There was a knock upon the door. Lamb said, “Come in!” and there entered Mrs. Maniple, very majestic in the almost visible panoply of more than fifty years’ service, her head high, her colour steady, her manner dignified and purposeful. She came round to the far end of the writing-table and stood there, the Chief Inspector on her right, Sergeant Abbott on her left, and Miss Silver in her direct line of sight. There was something about her entry which proclaimed an occasion of the first magnitude. No one spoke until she did. She put her hands down flat on the table edge and said,

“There’s something I’ve got to say.”

Lamb swung round to face her, moving his whole big body. He said,

“You’re the cook, aren’t you-Mrs. Maniple?”

She said, “Yes.”

Frank Abbott got up and brought her a chair.

“Won’t you sit down?”

She looked at him, sizing him up, and said,

“No, thank you, sir.”

For once in his life Sergeant Abbott was abashed. He went back to his seat with some colour in his face, and busied himself with writing-pad and pencil.

The Chief Inspector looked grimly at the old woman who had kept her “sir” for his subordinate. He knew what it meant quite as well as she did. Something in him respected her. Something else made a mental note that Master Frank mustn’t be allowed to get wind in his head. He said,

“I see you have something to say, Mrs. Maniple. Will you tell me what it is?”

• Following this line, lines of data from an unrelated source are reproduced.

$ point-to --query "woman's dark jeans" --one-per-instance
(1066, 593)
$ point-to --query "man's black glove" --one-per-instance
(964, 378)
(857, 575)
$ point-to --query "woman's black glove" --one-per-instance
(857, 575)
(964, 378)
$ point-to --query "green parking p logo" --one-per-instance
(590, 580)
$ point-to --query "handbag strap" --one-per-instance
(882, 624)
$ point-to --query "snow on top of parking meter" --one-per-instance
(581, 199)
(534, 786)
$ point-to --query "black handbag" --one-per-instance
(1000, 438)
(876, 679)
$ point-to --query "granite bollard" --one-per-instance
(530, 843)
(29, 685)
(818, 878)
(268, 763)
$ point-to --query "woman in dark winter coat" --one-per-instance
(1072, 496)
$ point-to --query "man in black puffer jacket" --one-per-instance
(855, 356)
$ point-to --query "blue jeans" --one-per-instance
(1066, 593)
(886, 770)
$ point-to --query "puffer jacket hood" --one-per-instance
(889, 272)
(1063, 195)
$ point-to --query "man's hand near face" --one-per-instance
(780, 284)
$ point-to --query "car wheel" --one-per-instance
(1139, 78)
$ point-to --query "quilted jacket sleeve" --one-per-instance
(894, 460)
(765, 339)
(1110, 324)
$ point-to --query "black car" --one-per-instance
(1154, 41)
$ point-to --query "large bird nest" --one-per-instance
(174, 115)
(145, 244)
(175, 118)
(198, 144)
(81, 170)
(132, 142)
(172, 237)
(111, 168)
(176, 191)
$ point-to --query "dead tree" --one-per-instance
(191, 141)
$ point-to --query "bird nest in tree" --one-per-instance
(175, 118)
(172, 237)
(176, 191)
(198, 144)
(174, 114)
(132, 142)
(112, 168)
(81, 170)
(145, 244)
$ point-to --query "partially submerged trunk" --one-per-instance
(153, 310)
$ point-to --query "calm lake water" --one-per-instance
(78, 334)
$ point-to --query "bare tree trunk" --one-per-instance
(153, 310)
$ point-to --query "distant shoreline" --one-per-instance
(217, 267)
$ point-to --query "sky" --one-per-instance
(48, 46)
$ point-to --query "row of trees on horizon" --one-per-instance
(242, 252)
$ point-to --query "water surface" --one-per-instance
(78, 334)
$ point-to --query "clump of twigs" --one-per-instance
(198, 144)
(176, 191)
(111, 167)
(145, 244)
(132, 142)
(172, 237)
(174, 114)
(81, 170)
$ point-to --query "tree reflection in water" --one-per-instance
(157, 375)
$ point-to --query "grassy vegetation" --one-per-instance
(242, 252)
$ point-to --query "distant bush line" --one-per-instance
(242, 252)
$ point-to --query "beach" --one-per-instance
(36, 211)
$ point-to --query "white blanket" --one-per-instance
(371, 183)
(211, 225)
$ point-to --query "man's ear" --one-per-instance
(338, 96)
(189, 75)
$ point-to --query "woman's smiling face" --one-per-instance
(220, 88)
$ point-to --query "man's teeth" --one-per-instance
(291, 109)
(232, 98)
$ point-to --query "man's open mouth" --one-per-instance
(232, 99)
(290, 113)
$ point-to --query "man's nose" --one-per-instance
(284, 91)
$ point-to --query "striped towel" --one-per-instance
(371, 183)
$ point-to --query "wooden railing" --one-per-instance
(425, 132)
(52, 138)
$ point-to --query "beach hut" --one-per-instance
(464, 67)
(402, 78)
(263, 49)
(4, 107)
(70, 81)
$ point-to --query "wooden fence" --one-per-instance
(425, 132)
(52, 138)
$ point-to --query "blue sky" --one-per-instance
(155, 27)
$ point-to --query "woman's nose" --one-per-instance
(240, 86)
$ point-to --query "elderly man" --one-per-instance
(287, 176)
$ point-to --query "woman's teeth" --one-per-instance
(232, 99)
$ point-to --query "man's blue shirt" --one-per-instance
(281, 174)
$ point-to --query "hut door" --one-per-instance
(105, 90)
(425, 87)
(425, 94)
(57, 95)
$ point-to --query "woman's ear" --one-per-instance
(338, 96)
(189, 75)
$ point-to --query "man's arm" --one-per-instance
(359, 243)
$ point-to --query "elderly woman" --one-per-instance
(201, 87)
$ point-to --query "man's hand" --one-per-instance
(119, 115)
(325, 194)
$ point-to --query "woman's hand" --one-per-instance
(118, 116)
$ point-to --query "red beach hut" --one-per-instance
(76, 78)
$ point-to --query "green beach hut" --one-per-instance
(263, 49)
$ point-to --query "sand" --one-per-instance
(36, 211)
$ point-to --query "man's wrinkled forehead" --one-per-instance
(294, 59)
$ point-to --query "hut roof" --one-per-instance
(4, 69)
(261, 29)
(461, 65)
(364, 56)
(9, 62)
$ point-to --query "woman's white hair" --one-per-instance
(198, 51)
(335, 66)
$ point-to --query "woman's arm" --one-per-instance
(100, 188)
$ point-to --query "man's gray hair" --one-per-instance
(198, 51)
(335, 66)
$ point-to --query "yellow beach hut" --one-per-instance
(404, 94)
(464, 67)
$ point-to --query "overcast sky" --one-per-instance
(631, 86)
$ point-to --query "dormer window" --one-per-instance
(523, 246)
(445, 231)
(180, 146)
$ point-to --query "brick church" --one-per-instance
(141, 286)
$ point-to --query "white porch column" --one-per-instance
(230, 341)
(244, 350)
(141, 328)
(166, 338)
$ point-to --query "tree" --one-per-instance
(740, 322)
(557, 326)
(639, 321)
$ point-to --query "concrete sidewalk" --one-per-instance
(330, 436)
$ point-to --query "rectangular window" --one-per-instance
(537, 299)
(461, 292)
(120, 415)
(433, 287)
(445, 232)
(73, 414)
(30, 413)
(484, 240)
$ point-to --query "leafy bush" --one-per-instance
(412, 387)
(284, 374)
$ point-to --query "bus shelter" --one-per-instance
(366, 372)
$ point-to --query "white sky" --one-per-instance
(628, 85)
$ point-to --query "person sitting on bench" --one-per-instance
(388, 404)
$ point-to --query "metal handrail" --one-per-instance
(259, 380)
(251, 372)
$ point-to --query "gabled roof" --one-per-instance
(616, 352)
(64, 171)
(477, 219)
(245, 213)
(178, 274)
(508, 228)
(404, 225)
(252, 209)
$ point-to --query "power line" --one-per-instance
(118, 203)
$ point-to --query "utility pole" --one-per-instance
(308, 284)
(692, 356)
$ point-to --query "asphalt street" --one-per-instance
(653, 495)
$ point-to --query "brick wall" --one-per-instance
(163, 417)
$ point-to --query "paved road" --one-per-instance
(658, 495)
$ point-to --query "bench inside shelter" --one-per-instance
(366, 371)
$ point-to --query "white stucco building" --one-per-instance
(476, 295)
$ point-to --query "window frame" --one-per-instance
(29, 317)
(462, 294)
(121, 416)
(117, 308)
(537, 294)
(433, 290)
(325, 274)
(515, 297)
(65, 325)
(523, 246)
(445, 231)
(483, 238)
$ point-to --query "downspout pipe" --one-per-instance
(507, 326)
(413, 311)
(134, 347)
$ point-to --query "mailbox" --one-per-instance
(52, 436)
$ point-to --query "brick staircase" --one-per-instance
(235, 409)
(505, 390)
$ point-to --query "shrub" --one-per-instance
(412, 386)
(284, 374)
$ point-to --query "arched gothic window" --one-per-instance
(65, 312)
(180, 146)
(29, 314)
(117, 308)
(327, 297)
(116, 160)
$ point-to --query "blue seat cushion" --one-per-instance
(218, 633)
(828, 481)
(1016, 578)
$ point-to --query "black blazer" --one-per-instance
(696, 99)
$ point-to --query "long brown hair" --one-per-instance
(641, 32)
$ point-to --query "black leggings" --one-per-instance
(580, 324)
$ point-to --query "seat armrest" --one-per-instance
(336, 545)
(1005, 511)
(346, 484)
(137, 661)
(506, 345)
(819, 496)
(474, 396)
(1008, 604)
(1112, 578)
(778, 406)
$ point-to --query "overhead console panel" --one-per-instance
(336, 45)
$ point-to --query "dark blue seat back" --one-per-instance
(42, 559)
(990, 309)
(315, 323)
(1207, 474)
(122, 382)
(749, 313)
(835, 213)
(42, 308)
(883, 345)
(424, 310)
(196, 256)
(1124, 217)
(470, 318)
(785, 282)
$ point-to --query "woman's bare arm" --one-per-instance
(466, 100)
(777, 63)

She stood there very upright.

“That’s what I’ve come for. Before Mrs. Latter died she was taken sick two or three times. I’ve come to tell you, those turns she had-they were along of what I put in her coffee.”

There was a short electric silence. Miss Silver stopped knitting for a moment and gave her a long, steady look.

Lamb said, “If this is a confession, it is my duty to warn you that anything you say may be taken down and used in evidence against you.”

There was no change in Mrs. Maniple’s expression, nor in her voice when she spoke.

“I’ve no objection to anything being taken down-I wouldn’t be here if I had. And I’m not confessing nothing about what Mrs. Latter died of, only about those sick turns she had, which was along of ipecac-in her coffee mostly, but there was once I put it in the fruit salad.”